Re: ERB call on addressing

dgd@cs.bu.edu (David Durand) wrote:
> I'm not arguing that they get trashed, just that the common practice that
> tells me where to look for parameters (and commonly available code to do it
> for me) is lacking almost everywhere.

Maybe it's becaue most of the CGI stuff I have done has been with Unix
shell scripts or perl, but I really didn't find the one (count it, one)
extra line I had to add to be as much of a pain as you are making out.

Various people have already recommended using ; instead of & as a separator
in one's HTML, and I would expect off-the-shelf CGI packages to handle
that soon where they don't already.  This means that there is no
actual difference any more in practice between using & and using ; except
that using & has problems in an SGML/HTML/XML attribute, because it
has to be escaped in a CDATA attribute even though it wouldn't have to
be escaped in CDATA element content.  (Presumably "CDATA" should have been
"RCDATA", but it's a little late to fix what that particular mistake now!)

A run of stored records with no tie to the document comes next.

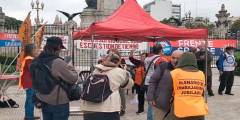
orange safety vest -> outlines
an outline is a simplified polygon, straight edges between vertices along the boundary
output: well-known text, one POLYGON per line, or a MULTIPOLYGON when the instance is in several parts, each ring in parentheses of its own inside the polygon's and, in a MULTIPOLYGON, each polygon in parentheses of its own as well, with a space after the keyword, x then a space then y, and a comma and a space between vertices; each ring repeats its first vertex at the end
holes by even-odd
POLYGON ((141 86, 145 76, 145 70, 143 66, 135 68, 135 84, 141 86))
POLYGON ((24 72, 25 72, 25 70, 24 69, 26 69, 26 66, 25 66, 25 64, 26 64, 26 61, 27 60, 33 60, 33 57, 31 57, 31 56, 26 56, 24 59, 23 59, 23 62, 22 62, 22 65, 21 65, 21 69, 20 69, 20 77, 19 77, 19 88, 23 88, 23 84, 24 84, 24 79, 25 79, 25 76, 24 76, 24 72))
POLYGON ((205 77, 203 72, 189 72, 175 69, 173 79, 174 113, 179 118, 208 114, 203 92, 205 77))

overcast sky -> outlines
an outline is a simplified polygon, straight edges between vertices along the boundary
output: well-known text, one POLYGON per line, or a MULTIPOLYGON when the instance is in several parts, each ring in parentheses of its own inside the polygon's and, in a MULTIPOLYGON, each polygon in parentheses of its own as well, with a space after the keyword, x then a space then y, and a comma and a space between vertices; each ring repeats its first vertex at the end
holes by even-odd
MULTIPOLYGON (((31 10, 32 0, 0 0, 0 6, 7 16, 15 17, 23 20, 28 11, 31 10)), ((35 0, 34 0, 35 1, 35 0)), ((54 21, 55 16, 58 14, 63 21, 66 20, 64 16, 56 12, 62 10, 69 13, 81 12, 87 5, 85 0, 39 0, 44 2, 45 8, 40 12, 40 17, 44 18, 48 23, 54 21)), ((137 0, 143 6, 153 0, 137 0)), ((221 4, 225 4, 226 9, 231 13, 231 16, 240 16, 240 0, 172 0, 174 4, 182 5, 182 15, 184 12, 191 11, 192 16, 209 17, 211 21, 215 21, 215 14, 220 10, 221 4)), ((36 12, 32 12, 34 18, 36 12)), ((32 19, 33 20, 33 19, 32 19)), ((80 19, 74 19, 79 24, 80 19)))

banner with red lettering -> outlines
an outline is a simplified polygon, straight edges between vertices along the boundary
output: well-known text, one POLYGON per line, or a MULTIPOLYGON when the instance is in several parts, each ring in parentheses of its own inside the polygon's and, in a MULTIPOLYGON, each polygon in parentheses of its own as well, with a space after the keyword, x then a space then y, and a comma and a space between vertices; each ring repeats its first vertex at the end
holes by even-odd
POLYGON ((21 42, 17 34, 0 32, 0 47, 19 47, 21 42))
MULTIPOLYGON (((177 41, 161 41, 157 42, 157 44, 161 44, 163 46, 163 52, 166 55, 170 55, 173 50, 183 50, 188 51, 190 47, 197 48, 202 43, 205 43, 205 40, 201 39, 192 39, 192 40, 177 40, 177 41)), ((155 43, 149 43, 149 47, 154 45, 155 43)), ((224 48, 227 46, 232 46, 234 48, 237 47, 237 40, 234 39, 209 39, 208 40, 208 50, 213 55, 220 55, 224 48)))
MULTIPOLYGON (((75 42, 77 48, 80 49, 91 49, 91 40, 77 40, 75 42)), ((112 41, 112 40, 94 40, 94 49, 118 49, 118 50, 132 50, 139 49, 140 42, 135 41, 112 41)))

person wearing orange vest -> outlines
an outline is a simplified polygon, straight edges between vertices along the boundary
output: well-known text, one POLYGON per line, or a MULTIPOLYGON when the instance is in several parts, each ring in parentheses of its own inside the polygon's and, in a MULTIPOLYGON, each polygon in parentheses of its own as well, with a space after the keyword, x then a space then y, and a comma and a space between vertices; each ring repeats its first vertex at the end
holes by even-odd
POLYGON ((205 76, 198 70, 193 53, 185 52, 171 71, 173 111, 176 120, 204 120, 208 107, 204 100, 205 76))
POLYGON ((30 64, 35 57, 34 55, 36 55, 34 44, 27 44, 25 46, 24 55, 19 77, 19 87, 26 90, 24 120, 40 119, 40 117, 34 117, 34 103, 32 99, 34 91, 32 89, 32 76, 29 72, 30 64))
POLYGON ((147 53, 142 53, 140 60, 134 58, 135 50, 131 50, 129 60, 131 63, 135 65, 135 77, 134 77, 134 86, 136 87, 137 95, 138 95, 138 111, 136 114, 140 114, 144 112, 144 102, 145 102, 145 92, 146 90, 141 89, 143 84, 143 79, 145 75, 145 68, 144 68, 144 60, 147 57, 147 53))
MULTIPOLYGON (((171 109, 173 84, 170 72, 176 68, 178 59, 182 54, 183 51, 173 51, 171 61, 158 65, 151 76, 147 100, 153 106, 154 120, 163 119, 164 115, 171 109)), ((165 120, 172 120, 172 118, 169 116, 165 120)))

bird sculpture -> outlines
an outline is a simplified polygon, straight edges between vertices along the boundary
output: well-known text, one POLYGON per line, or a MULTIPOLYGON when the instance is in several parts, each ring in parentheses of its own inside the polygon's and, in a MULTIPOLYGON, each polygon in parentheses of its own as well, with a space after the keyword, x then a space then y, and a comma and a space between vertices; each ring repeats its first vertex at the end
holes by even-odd
POLYGON ((74 17, 76 17, 77 15, 81 14, 81 12, 69 14, 67 12, 63 12, 63 11, 60 11, 60 10, 57 10, 57 11, 62 13, 63 15, 65 15, 68 18, 68 21, 73 20, 74 17))

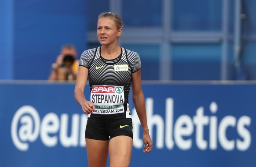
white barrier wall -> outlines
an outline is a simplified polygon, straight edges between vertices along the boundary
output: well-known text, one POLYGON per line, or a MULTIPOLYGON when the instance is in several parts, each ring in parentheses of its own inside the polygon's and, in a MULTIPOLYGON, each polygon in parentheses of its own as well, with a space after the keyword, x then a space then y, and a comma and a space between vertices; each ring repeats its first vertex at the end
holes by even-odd
MULTIPOLYGON (((73 83, 0 84, 0 166, 88 166, 87 116, 75 100, 74 89, 73 83)), ((154 150, 143 153, 130 96, 130 166, 256 164, 256 84, 145 83, 143 89, 154 150)))

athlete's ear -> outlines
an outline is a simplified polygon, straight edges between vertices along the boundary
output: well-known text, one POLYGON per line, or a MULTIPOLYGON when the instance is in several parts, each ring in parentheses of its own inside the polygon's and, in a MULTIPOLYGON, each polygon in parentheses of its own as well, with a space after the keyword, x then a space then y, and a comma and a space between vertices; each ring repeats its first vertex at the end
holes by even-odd
POLYGON ((119 36, 120 36, 122 34, 122 32, 123 32, 123 28, 121 28, 120 29, 119 29, 119 30, 118 30, 118 32, 117 32, 117 37, 118 38, 119 36))

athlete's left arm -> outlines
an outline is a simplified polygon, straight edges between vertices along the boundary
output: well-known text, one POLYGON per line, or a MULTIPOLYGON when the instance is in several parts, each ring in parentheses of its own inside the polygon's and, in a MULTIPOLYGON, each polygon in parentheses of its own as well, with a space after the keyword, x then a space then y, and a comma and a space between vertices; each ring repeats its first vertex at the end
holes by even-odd
POLYGON ((143 141, 145 146, 143 151, 144 153, 149 153, 152 150, 153 142, 147 126, 145 98, 141 88, 140 69, 132 73, 132 100, 143 130, 143 141))

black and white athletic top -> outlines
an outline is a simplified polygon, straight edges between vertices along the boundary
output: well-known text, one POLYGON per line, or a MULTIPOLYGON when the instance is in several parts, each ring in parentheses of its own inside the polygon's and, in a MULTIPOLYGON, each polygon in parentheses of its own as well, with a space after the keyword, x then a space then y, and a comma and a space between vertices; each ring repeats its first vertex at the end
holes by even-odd
POLYGON ((137 53, 121 49, 120 55, 113 60, 104 59, 100 47, 85 50, 81 56, 79 65, 89 70, 91 101, 95 107, 93 114, 127 111, 132 74, 141 68, 141 63, 137 53))

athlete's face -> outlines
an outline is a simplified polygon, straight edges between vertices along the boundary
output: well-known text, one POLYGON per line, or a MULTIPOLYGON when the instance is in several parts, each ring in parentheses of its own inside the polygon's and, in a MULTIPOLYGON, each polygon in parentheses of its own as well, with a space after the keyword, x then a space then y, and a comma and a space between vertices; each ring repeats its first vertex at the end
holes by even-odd
POLYGON ((110 18, 102 18, 98 20, 97 35, 102 45, 117 43, 118 37, 122 33, 122 28, 117 29, 116 23, 110 18))

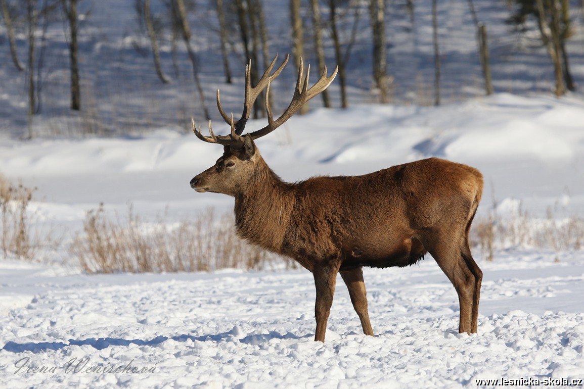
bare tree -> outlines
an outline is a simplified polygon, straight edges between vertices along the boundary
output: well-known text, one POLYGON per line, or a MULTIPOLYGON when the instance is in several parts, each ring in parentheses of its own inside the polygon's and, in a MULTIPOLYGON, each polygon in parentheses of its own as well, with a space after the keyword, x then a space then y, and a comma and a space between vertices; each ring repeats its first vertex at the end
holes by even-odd
POLYGON ((26 22, 28 27, 28 61, 27 66, 27 84, 29 91, 28 138, 32 138, 33 115, 34 114, 37 104, 36 83, 34 77, 35 68, 35 33, 39 15, 37 10, 37 0, 26 0, 26 22))
POLYGON ((385 0, 369 0, 373 41, 373 80, 382 103, 389 101, 387 90, 387 50, 385 48, 385 0))
POLYGON ((472 0, 468 0, 468 8, 472 17, 472 22, 477 27, 477 41, 478 44, 478 56, 482 68, 485 79, 485 89, 487 94, 493 94, 493 83, 491 76, 491 64, 489 55, 489 41, 486 33, 486 26, 478 21, 472 0))
POLYGON ((223 0, 215 0, 217 9, 217 17, 219 19, 219 36, 221 41, 221 54, 223 59, 223 68, 225 69, 225 82, 231 83, 231 71, 229 68, 229 57, 227 55, 228 33, 227 26, 225 21, 225 10, 223 8, 223 0))
MULTIPOLYGON (((259 78, 260 47, 262 52, 263 63, 268 61, 267 30, 263 16, 263 9, 259 0, 234 0, 234 6, 237 15, 239 36, 244 47, 245 60, 251 60, 250 75, 252 82, 255 83, 259 78)), ((262 95, 263 92, 262 92, 262 95)), ((265 116, 264 107, 256 101, 253 104, 253 118, 265 116)))
MULTIPOLYGON (((325 50, 322 44, 322 20, 321 18, 321 7, 318 0, 310 0, 310 7, 312 11, 312 34, 314 36, 314 47, 317 52, 318 72, 322 73, 325 68, 325 50)), ((331 99, 329 97, 328 90, 325 89, 321 92, 321 96, 322 97, 322 105, 326 108, 331 108, 331 99)))
POLYGON ((335 48, 335 58, 336 59, 337 65, 339 66, 339 83, 340 85, 340 106, 342 108, 347 108, 349 106, 349 101, 347 96, 346 68, 351 52, 351 48, 355 41, 359 13, 359 10, 355 5, 350 2, 345 5, 344 16, 346 16, 351 9, 354 12, 353 15, 353 27, 350 30, 348 41, 345 44, 345 47, 343 52, 342 47, 343 44, 341 43, 339 22, 342 19, 343 16, 339 12, 339 8, 340 8, 339 6, 344 2, 342 0, 329 0, 328 4, 331 37, 332 39, 333 46, 335 48))
POLYGON ((566 89, 575 90, 565 45, 573 32, 568 0, 515 1, 518 6, 509 21, 522 25, 529 16, 536 17, 541 40, 554 66, 556 94, 561 96, 566 89))
POLYGON ((77 0, 61 0, 63 13, 69 23, 69 57, 71 61, 71 108, 79 111, 81 108, 81 87, 79 78, 79 61, 77 44, 77 0))
POLYGON ((432 0, 432 41, 434 43, 434 105, 439 106, 440 59, 438 46, 438 1, 432 0))
POLYGON ((150 40, 150 47, 152 48, 156 74, 163 83, 168 83, 169 80, 162 72, 162 68, 160 64, 160 49, 158 47, 158 32, 157 31, 158 29, 156 27, 154 20, 152 19, 150 0, 136 0, 136 11, 139 19, 141 21, 144 21, 146 32, 150 40))
POLYGON ((0 0, 0 6, 2 7, 2 14, 4 18, 4 23, 6 24, 6 29, 8 32, 8 42, 10 44, 10 54, 12 57, 12 62, 14 66, 16 66, 18 71, 22 72, 25 69, 18 59, 18 55, 16 53, 16 43, 14 38, 14 30, 12 28, 12 18, 10 15, 10 9, 6 0, 0 0))
MULTIPOLYGON (((304 29, 302 26, 300 16, 300 0, 290 0, 290 16, 292 24, 292 57, 297 68, 304 55, 304 29)), ((298 114, 303 115, 308 112, 308 104, 305 104, 298 110, 298 114)))
POLYGON ((562 96, 566 92, 566 84, 564 79, 564 70, 562 68, 562 54, 559 37, 559 18, 555 6, 555 0, 545 0, 547 9, 544 5, 543 0, 536 0, 536 1, 541 38, 554 64, 555 94, 558 96, 562 96), (548 21, 548 15, 551 16, 550 22, 548 21))
POLYGON ((191 66, 193 68, 193 76, 194 78, 194 83, 199 93, 199 101, 201 103, 201 108, 203 110, 205 117, 209 120, 211 116, 209 114, 209 110, 207 108, 205 103, 205 94, 203 91, 203 86, 201 85, 201 80, 199 75, 199 59, 197 55, 190 44, 190 26, 189 24, 189 19, 187 18, 186 8, 185 6, 183 0, 172 0, 173 9, 174 10, 174 16, 175 24, 179 28, 180 34, 185 42, 185 46, 186 47, 187 53, 189 55, 189 59, 190 61, 191 66))

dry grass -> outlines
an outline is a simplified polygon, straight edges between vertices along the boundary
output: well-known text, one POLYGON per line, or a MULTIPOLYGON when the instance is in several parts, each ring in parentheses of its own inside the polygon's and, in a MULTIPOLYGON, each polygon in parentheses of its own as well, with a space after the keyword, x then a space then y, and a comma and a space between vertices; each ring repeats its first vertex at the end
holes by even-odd
POLYGON ((37 245, 32 242, 27 208, 34 189, 15 185, 0 174, 0 236, 4 258, 9 254, 31 260, 37 245))
POLYGON ((545 218, 534 218, 520 205, 502 216, 493 206, 487 216, 473 224, 471 240, 489 261, 493 260, 496 250, 510 247, 552 248, 559 261, 560 252, 582 249, 584 219, 577 216, 559 218, 555 213, 550 208, 545 218))
POLYGON ((248 244, 234 230, 232 215, 213 210, 193 222, 141 221, 130 206, 124 220, 107 216, 103 205, 88 213, 84 233, 70 247, 89 274, 262 269, 293 261, 248 244))

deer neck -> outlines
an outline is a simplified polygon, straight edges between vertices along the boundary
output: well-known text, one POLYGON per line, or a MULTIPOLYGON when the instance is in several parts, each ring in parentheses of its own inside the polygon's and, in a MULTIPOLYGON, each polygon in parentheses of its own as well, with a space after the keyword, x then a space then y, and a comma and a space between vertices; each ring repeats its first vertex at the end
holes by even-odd
POLYGON ((283 181, 262 161, 256 174, 235 196, 235 225, 242 238, 281 253, 295 197, 293 184, 283 181))

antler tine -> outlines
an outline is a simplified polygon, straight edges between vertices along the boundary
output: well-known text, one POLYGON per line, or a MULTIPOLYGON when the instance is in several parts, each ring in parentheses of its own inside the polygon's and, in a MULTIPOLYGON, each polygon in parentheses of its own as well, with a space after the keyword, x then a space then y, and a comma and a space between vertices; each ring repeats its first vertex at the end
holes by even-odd
POLYGON ((314 85, 312 85, 312 87, 308 88, 308 75, 310 72, 310 65, 308 65, 308 68, 307 70, 306 77, 303 78, 304 62, 301 58, 300 66, 298 66, 298 79, 296 80, 296 87, 294 89, 294 95, 292 97, 292 101, 290 101, 290 105, 288 106, 288 108, 286 108, 286 110, 284 111, 284 113, 283 113, 280 117, 276 120, 273 120, 272 115, 272 110, 269 107, 269 100, 268 99, 270 91, 270 83, 269 82, 267 85, 267 89, 266 92, 266 110, 268 113, 268 124, 263 128, 251 132, 246 136, 250 136, 252 137, 252 139, 256 139, 260 136, 267 135, 279 127, 284 124, 284 122, 290 118, 290 117, 291 117, 291 116, 294 115, 297 111, 300 109, 300 107, 302 107, 307 101, 326 89, 328 86, 331 85, 331 83, 332 82, 333 80, 335 79, 335 77, 336 76, 336 73, 338 71, 339 66, 336 66, 332 74, 327 76, 326 66, 325 66, 324 71, 322 72, 322 75, 321 76, 320 79, 319 79, 319 80, 314 85))
MULTIPOLYGON (((284 69, 286 64, 288 63, 288 59, 290 58, 290 55, 286 54, 286 57, 284 58, 281 64, 272 74, 270 75, 270 72, 272 72, 272 69, 273 69, 274 65, 276 64, 276 61, 277 60, 277 58, 278 55, 276 54, 276 57, 274 57, 274 59, 272 60, 272 63, 270 64, 270 65, 268 66, 267 68, 264 72, 262 78, 258 81, 256 86, 253 87, 251 86, 251 59, 250 59, 249 62, 245 65, 245 92, 244 94, 244 110, 241 114, 241 117, 239 119, 239 120, 234 122, 234 125, 235 126, 235 134, 237 135, 241 135, 243 132, 244 129, 245 128, 245 123, 248 119, 249 118, 249 115, 251 113, 252 107, 253 106, 254 101, 255 101, 256 99, 258 99, 258 96, 262 92, 262 91, 267 87, 268 83, 273 80, 274 79, 280 75, 282 69, 284 69)), ((217 89, 217 108, 219 110, 219 113, 221 114, 221 117, 223 118, 223 120, 226 123, 231 124, 231 118, 221 106, 220 93, 218 89, 217 89)))
POLYGON ((201 132, 200 127, 199 129, 197 129, 197 125, 194 123, 194 119, 191 118, 191 121, 193 123, 193 132, 194 132, 194 135, 197 135, 197 138, 204 141, 208 143, 215 143, 218 145, 223 145, 224 146, 228 146, 231 144, 231 139, 229 136, 217 136, 213 133, 213 128, 211 127, 211 121, 209 121, 209 133, 211 134, 211 138, 208 136, 205 136, 201 132))

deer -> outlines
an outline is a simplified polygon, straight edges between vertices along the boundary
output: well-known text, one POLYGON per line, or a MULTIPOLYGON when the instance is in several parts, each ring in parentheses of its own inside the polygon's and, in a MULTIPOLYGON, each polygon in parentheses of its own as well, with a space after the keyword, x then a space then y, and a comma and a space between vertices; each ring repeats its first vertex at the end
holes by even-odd
POLYGON ((269 104, 270 85, 288 62, 272 72, 277 55, 255 86, 251 65, 245 70, 243 113, 234 121, 217 105, 231 127, 226 135, 203 135, 194 119, 192 129, 206 142, 223 146, 215 164, 190 180, 198 192, 235 198, 237 234, 249 243, 296 260, 312 273, 316 288, 314 340, 324 342, 326 323, 340 274, 363 332, 374 335, 369 319, 364 267, 413 265, 429 253, 451 282, 460 304, 459 332, 477 332, 482 272, 469 246, 468 234, 482 194, 477 169, 431 157, 355 176, 316 176, 296 183, 283 181, 268 166, 255 144, 281 126, 324 90, 336 75, 308 87, 302 59, 291 101, 277 119, 269 104), (268 124, 242 135, 253 105, 265 89, 268 124))

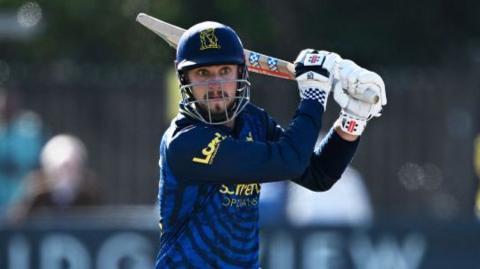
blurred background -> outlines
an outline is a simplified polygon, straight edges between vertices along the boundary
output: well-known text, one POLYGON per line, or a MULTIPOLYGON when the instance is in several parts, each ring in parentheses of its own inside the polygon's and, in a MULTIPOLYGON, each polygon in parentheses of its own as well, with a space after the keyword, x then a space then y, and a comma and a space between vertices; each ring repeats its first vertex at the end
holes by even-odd
MULTIPOLYGON (((388 106, 327 193, 263 186, 263 268, 480 268, 480 2, 0 1, 0 268, 151 268, 175 51, 135 22, 378 72, 388 106)), ((293 81, 250 73, 284 127, 293 81)), ((328 131, 339 109, 330 100, 328 131)))

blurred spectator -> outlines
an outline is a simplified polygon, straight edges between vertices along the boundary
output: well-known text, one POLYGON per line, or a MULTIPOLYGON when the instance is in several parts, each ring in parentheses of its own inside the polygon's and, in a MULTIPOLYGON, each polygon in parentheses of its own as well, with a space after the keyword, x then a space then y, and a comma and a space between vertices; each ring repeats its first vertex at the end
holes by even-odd
POLYGON ((42 122, 22 109, 18 92, 0 88, 0 218, 23 191, 22 179, 38 167, 42 122))
POLYGON ((41 168, 28 177, 25 197, 10 212, 11 220, 98 205, 96 182, 87 169, 87 150, 78 138, 53 137, 42 149, 40 162, 41 168))

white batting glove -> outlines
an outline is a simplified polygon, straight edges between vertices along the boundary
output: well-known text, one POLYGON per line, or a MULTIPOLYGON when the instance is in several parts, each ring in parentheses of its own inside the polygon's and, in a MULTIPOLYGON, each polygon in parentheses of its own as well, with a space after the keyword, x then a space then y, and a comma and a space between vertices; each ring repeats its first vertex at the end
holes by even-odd
POLYGON ((325 111, 328 95, 332 89, 333 70, 340 60, 336 53, 302 50, 294 62, 300 98, 317 100, 325 111))
POLYGON ((352 135, 361 135, 367 122, 373 117, 380 117, 383 106, 387 104, 385 83, 372 71, 359 67, 350 60, 342 60, 338 65, 339 82, 335 85, 334 99, 342 108, 337 124, 352 135), (375 104, 360 98, 369 89, 380 100, 375 104))

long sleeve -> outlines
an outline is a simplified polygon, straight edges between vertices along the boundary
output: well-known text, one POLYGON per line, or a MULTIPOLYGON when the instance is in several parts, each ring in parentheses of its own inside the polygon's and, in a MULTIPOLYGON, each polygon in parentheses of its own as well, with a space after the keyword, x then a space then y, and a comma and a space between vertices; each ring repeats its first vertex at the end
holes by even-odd
POLYGON ((332 128, 312 154, 303 175, 292 181, 312 191, 330 189, 352 161, 359 140, 345 141, 332 128))
POLYGON ((173 135, 166 158, 173 174, 189 182, 251 183, 304 174, 321 128, 323 107, 300 103, 290 126, 276 141, 247 142, 226 128, 192 126, 173 135))

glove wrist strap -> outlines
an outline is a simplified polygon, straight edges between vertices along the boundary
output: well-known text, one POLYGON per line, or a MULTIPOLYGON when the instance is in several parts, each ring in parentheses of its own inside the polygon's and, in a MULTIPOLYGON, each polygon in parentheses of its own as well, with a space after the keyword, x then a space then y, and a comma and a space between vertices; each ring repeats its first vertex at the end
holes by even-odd
POLYGON ((367 119, 356 117, 342 110, 338 117, 337 124, 342 131, 351 135, 360 136, 365 130, 365 127, 367 127, 367 119))

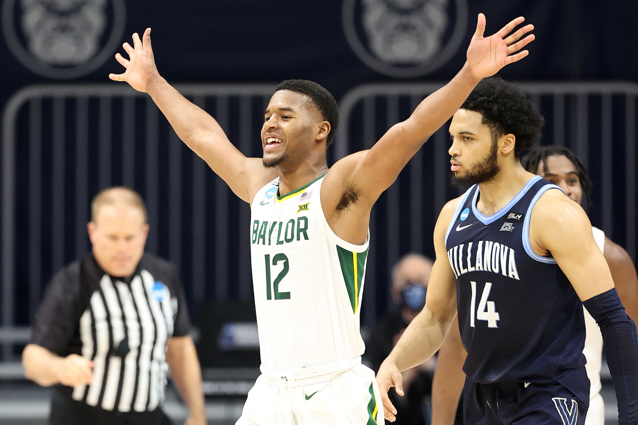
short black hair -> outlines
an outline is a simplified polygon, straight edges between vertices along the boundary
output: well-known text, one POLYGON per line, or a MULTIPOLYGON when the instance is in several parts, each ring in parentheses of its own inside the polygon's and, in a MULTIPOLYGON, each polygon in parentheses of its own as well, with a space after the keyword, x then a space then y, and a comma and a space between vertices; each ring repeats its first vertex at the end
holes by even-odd
POLYGON ((309 80, 286 80, 281 82, 275 91, 290 90, 307 96, 321 112, 323 119, 330 123, 330 133, 326 139, 326 146, 329 146, 334 139, 334 135, 339 126, 339 108, 337 101, 330 92, 314 81, 309 80))
POLYGON ((590 174, 587 172, 587 168, 582 165, 576 156, 567 147, 562 146, 537 146, 530 150, 525 154, 525 156, 521 160, 521 165, 523 168, 530 173, 536 174, 538 170, 538 164, 542 161, 543 170, 545 174, 549 171, 547 170, 547 157, 555 155, 562 155, 569 160, 574 168, 576 168, 576 173, 578 174, 578 179, 581 181, 581 186, 582 191, 585 193, 587 198, 587 204, 591 205, 591 188, 593 184, 590 174))
POLYGON ((516 137, 514 157, 540 138, 545 119, 531 101, 514 84, 498 77, 484 78, 461 106, 483 116, 492 139, 506 134, 516 137))

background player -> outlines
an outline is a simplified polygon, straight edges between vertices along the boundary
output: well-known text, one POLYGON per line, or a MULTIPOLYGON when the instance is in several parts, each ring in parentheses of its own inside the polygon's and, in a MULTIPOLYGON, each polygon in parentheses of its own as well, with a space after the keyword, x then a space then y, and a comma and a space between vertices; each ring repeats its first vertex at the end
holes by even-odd
MULTIPOLYGON (((590 201, 591 181, 587 170, 566 147, 539 146, 530 150, 521 160, 523 167, 545 180, 556 184, 572 200, 581 204, 583 195, 590 201)), ((592 226, 594 239, 602 251, 609 266, 614 285, 627 314, 638 318, 638 278, 631 257, 619 245, 614 243, 600 229, 592 226)), ((585 309, 586 338, 583 354, 587 359, 585 367, 591 382, 590 406, 586 425, 604 425, 605 404, 600 395, 600 368, 602 358, 602 335, 591 315, 585 309)), ((433 383, 433 425, 454 423, 459 397, 463 388, 465 374, 465 348, 459 334, 458 327, 452 325, 445 342, 441 347, 439 361, 433 383)))
POLYGON ((542 124, 529 100, 498 78, 480 83, 454 114, 452 170, 473 185, 441 211, 426 307, 377 375, 387 419, 396 410, 386 392, 403 392, 400 371, 438 349, 457 309, 468 350, 465 424, 583 423, 582 305, 600 325, 619 423, 638 417, 638 337, 591 225, 518 159, 542 124))
POLYGON ((457 76, 372 149, 329 171, 325 152, 338 116, 334 100, 318 84, 279 86, 264 116, 263 158, 246 158, 212 117, 160 76, 150 29, 144 43, 135 34, 134 47, 124 43, 130 61, 116 55, 126 71, 109 77, 149 93, 178 136, 251 205, 262 375, 238 423, 383 421, 374 374, 358 365, 371 209, 482 78, 528 54, 514 52, 533 40, 521 39, 532 26, 508 36, 523 21, 484 38, 485 17, 479 15, 468 61, 457 76))

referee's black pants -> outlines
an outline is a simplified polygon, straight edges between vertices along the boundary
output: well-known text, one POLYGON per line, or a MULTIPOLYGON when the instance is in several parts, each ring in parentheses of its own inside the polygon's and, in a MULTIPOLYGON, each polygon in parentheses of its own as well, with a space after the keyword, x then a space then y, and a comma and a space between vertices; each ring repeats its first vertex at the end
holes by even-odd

In any case, it's silly for XML to try and standardise on a way to specify
a server side fragment, as the parameters that have to be sent depend on
the content and on the environment.  This is over-specification gone wild.

http://myserver/font-catalogue/Berthold/families/Bembo/samples

and

http://myserver/font-catalogue&foundry=Berthold&family=Bembo&page=samples

are the same thing written with two syntaxes -- in both cases, perhaps
a program "font-catalogue" is run to create a "virtual document".
(this is a real example, by the way).

You can go to the next page within the font family -- e.g. from bold
to italic -- or to the next family by that vendor (Berthold), or
to the next version of Bembo (e.g. Monotype's) or to the next font
(e.g. Biffo) either staying within Berthold or the next font in the
alphabetical list of all fonts (e.g. Betton), or you can go to the
start of the next foundy (e.g. Bitstream).  There are also links to
browse by date or by font type (e.g. Old Style, Geometric Sans) instead 
of by font name.

Which "next fragment" do you want to choose?

In HTML, I can do
    <link rel="next" ...
and give the link to the next something-or-other, but I can only give one.

I think this lack of generality was always one stumbling block with
the rel-rev work.  It was for me, anyway.  Sometimes it's worth doing
something that's inadequate, because it covers 70% or 80% of cases.
So we put out rel-rev as an ID, and NCSA and Lynx at least implemented
NEXT as a toolbar icon (well, Lynx shows it in ASCII...).

But the ID said the list was extensible.

Don't impose a syntax before all the requirements are known, if you are
going to be bound by that syntax for a long time.